It has me wondering why some of our other suppressors tripped off and were not damaged, while these four nearly caught fire. What makes the difference amongst similarly-priced suppressors?

First ask what a surge protector does. Many completely different devices exist - all called surge protectors. Those adjacent to appliances do not even claim to protect from typically destructive surges. But only the fewest who ask "what it does" would know that and know why.

View spec numbers. Being adjacent to an appliance, it must either block or absorb a surge. How does that 2 cm part block a surge? It doesn't. How many joules does it absorb? Hundreds? Destructive surges are hundreds of thousands of joules. Yes, read those numbers. A fuse inside each power strip (different from its 15 amp circuit breaker) must disconnect protector parts as fast as possible to avert a house fire. Disconnect protector parts while leaving the surge connected to your computer. Where is the protection?

A surge too tiny to damage computers, the furnace, clocks, and dimmer swtiches also destroyed the protector? In some cases, a tiny (maybe 1 amp) fuse took so long to blow that those power strip almost caused a fire. But again, all are called surge protectors.
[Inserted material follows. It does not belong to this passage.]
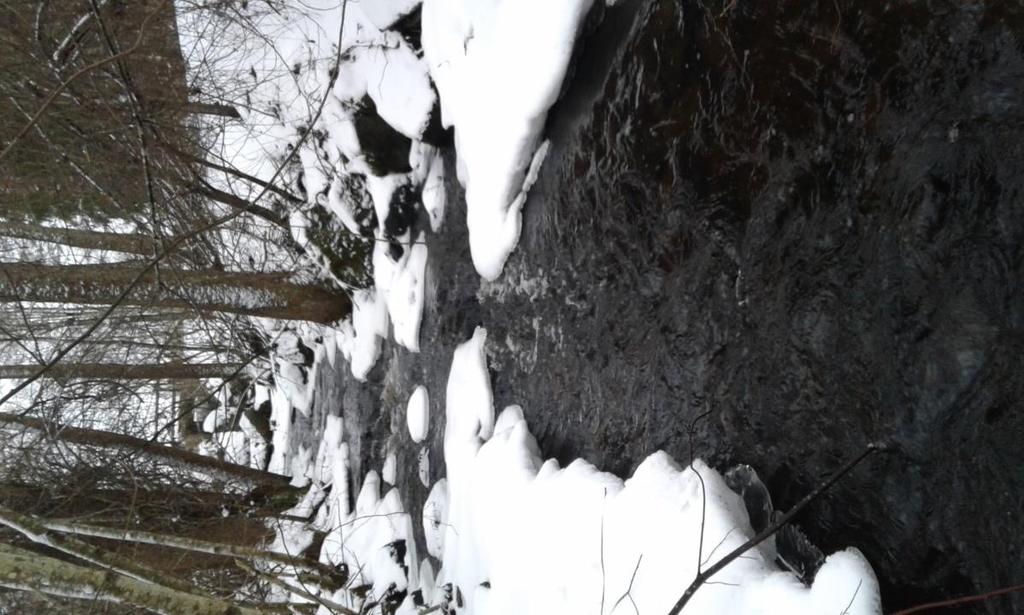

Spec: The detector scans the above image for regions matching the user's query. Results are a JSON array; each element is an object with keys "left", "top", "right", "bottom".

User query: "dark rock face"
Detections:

Some are only for surges that typically do no damage. Either disconnects from or is catastrophically destroyed by a typically destructive surge. And does not even claim that protection (read its numeric specs). How many joules did it claim to absorb?

Best protection on an incoming utility cable is a hardwire, as short as possible, to single point earth ground. That best protection is routine on properly installed cable TV. Unfortunately, if AC wires connect directly to earth, then appliances cannot have electricity. So for over 100 years, facilities that cannot have damage replace that hardwire with a 'whole house' surge protector. This completely different device (with a same name) works by connecting surges harmlessly to earth. Effective protectors are only connecting devices. Never stop or absorb surges. And used when wire cannot make what is a better connection.
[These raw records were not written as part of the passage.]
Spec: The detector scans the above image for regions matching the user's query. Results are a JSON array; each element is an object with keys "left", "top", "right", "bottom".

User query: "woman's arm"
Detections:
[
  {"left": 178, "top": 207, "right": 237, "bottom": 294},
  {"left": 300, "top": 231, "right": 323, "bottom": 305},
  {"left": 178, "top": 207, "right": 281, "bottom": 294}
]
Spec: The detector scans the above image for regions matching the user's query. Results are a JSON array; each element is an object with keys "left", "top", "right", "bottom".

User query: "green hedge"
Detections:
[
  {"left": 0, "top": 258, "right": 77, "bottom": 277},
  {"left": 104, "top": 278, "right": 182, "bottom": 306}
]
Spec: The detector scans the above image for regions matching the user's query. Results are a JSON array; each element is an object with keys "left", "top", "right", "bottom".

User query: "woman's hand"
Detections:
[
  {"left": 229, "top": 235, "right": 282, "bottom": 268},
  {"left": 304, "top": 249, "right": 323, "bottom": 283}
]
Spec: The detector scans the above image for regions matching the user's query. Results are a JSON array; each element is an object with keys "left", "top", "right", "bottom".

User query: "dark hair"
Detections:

What harmlessly absorbs hundreds of thosuands of joules? Protection. An effective protector does not do protection. An effective protector only connects low impedance (ie 'less than 10 feet') to what absorbs energy - single point earth ground.

The effective protection system - even required to protect power strip protectors - 'always' includes an earth ground that exceeds code requirements. Makes a low impedance (ie 'less than 10 foot', no sharp wire bends, etc) connection from every incoming utility cable - including telephone. Did you know your phones already have a 'whole house' protector installed for free? Did you inspect its earth ground connection?

Best protection for cable TV is a wire - no protector required, But every effective protection system always features single point earth ground.

A surge too tiny to damage most (or any) appliances easily destroyed high profit and ineffective protectors. Learn why grossly undersized protectors even create house fires. And why a 'whole house' protector - properly earthed - is necessary to protect those high profit and undersized adjacent protectors.

The completely different device does not foolisly block or absorb surges. A protector is only as effective as its earth ground. Why do power strip protectors always not discuss earth ground? You are now ready to learn why. What does that protector do?